Dahnil menambahkan, ‘narasi monolog’ ini tampak saat penanganan tahanan terorisme di Mako Brimob beberapa pekan lalu. Menurut Dahnil, saat itu sumber yang bisa diperoleh dari masyarakat hanyalah dari pihak kepolisian. Hal ini dinilai mampu memunculkan sejumlah spekulasi di kalangan masyarakat.
Ketua PP Muhammadiyah yang membidangi luar negeri, Bahtiar Effendy menjelaskan, seharusnya proses penangan terorisme bisa terbuka. “Dalam revisi UU ini ada persoalan terkait peibatan intel, penahanan, penyadapan, bahkan definisi terorisme . Kami berharap UU yang dihasilkan bisa lebih baik,” ucapnya.
Ketidakterbukaan aparat ini dinilai terjadi ketika proses penangkapan terduga terorisme. Selain itu, rentetan tewasnya terduga teroris yang terjadi selama kurun waktu tahun 2012-2015 menimbulkan sejumlah pertanyaan, apakah penanganan teroris telah sesuai dengan prinsip HAM.
“Kami pernah membentuk tim evaluasi penanganan teroris dari tahun 2012-2015. Berdasarkan laporan ada sekitar 120 terduga terorisme yang tewas selama proses penangkapan,” ucap mantan Komisioner Komnas HAM Maneger Nasution.
Menurut Maneger, ketidakterbukaan terlihat dalam proses otopsi yang dilakukan oleh pihak kepolisian. Ia menilai, perlu ada lembaga indpenden yang terdiri dari tokoh masyarakat, perguruan tinggi, ormas, mantan polisi dan TNI. Nantinya lembaga ini bertugas untuk melakukan monitoring, evaluasi, penyelidikan, penerimaan pengaduan, dan memberikan rekomendasi terkait pelaksanaan pencegahan terorisme.
Pengamat kepolisian dari Universitas Indonesia Bambang Widodo Umar menjelaskan, saat ini penaganan kasus terorisme dinilai belum professional. Selain itu, UU yang telah ada belum sepenuhnya mengu ke arah hukum.
“Seperti ada kepentingan politik. Ada ucapan sejumlah tokoh masyarakat yang mengatakan dalam penanganan terorisme harus mengesampingkan HAM demi kestabilan kemanan. Hal ini mengingatkan kita seperti di zaman orba, dimana kestabilan keamanan menjadi prioritas disbanding HAM,” ucapnya.
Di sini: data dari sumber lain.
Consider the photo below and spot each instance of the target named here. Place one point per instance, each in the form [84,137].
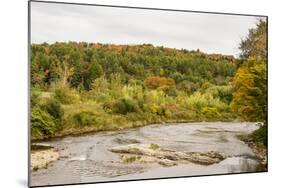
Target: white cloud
[211,33]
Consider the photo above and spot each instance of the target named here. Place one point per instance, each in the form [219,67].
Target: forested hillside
[82,87]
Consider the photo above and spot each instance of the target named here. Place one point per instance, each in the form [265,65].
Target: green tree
[250,81]
[94,71]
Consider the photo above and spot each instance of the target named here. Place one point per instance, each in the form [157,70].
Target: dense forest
[79,87]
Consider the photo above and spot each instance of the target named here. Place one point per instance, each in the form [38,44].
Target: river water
[87,158]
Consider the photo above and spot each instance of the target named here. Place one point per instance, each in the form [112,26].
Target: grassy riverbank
[257,141]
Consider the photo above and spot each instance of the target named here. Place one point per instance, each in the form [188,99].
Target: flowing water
[87,158]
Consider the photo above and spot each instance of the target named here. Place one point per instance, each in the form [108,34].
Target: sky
[211,33]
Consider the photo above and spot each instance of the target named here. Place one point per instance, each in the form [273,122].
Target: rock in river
[165,157]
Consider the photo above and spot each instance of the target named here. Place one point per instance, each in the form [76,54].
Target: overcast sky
[211,33]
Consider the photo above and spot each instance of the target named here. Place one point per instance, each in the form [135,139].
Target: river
[87,158]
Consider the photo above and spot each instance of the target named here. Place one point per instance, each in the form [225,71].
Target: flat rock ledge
[40,159]
[152,153]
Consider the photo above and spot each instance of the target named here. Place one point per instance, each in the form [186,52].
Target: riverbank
[181,149]
[41,158]
[78,131]
[259,149]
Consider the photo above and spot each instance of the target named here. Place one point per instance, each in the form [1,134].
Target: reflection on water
[87,158]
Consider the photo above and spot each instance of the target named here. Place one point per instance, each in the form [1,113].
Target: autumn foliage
[157,82]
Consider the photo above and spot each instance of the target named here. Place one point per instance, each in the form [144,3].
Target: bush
[84,118]
[54,108]
[66,95]
[260,135]
[126,105]
[42,124]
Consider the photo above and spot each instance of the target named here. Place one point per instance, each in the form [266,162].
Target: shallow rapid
[87,158]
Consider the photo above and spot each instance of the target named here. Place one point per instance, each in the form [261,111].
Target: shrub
[42,124]
[54,108]
[66,95]
[85,118]
[125,105]
[155,82]
[260,135]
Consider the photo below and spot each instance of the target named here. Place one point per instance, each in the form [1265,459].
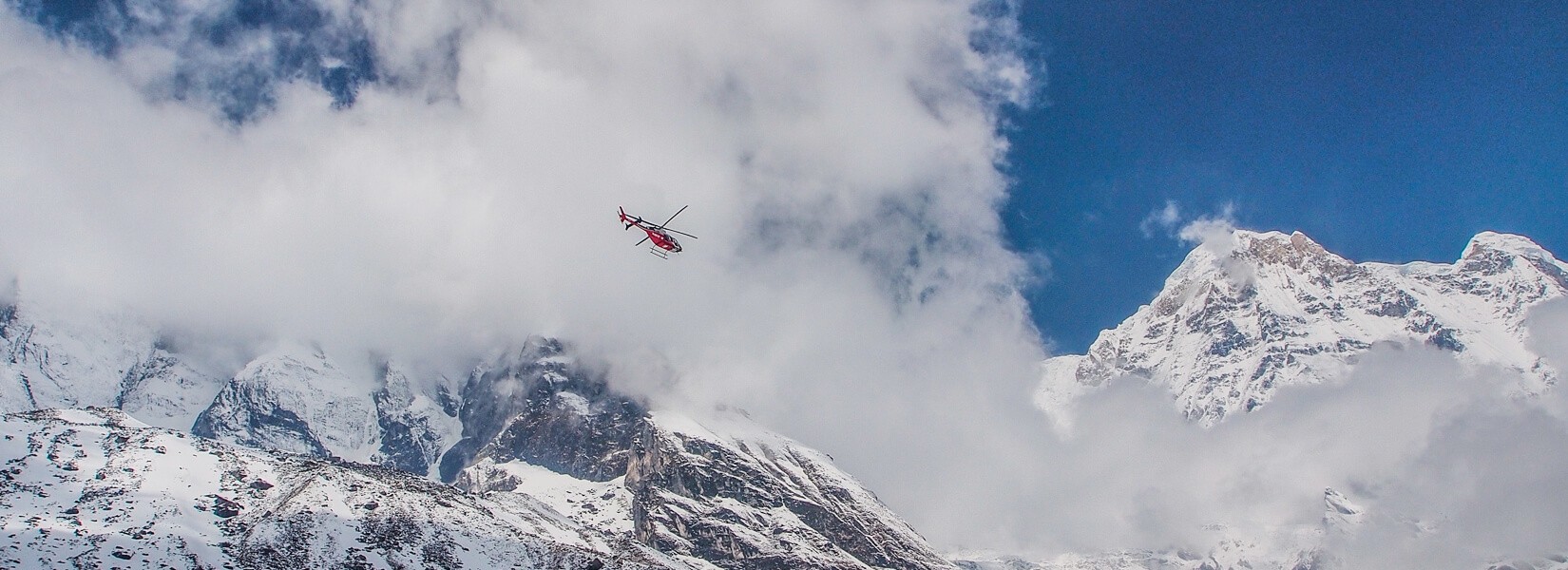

Selain pembentukan lembaga, PP Muhammadiyah merekomendasikan pencegahan terorisme perlu pelibatan secara terpadu dengan kementerian terkait. Untuk aspek pencegahan nantinya bisa menjadi tanggung jawab Kementerian Agma, Kementerian Pendidikan, Kementerian dalam Negeri, dan Kementerian Hukum dan HAM. Kemudian, untuk aspek pengananan korban bisa menjadi tanggung jawab Kementerian Sosial.
Selain itu, perlu ada jaminan independensi keuangan dalam program pencegahan terorisme dengan menggunakan dana APBN. Hal ini bertujuan agar agenda pencegaham terorisme berjalan sesuai dengan kepentingan nasional bangsa Indonesia.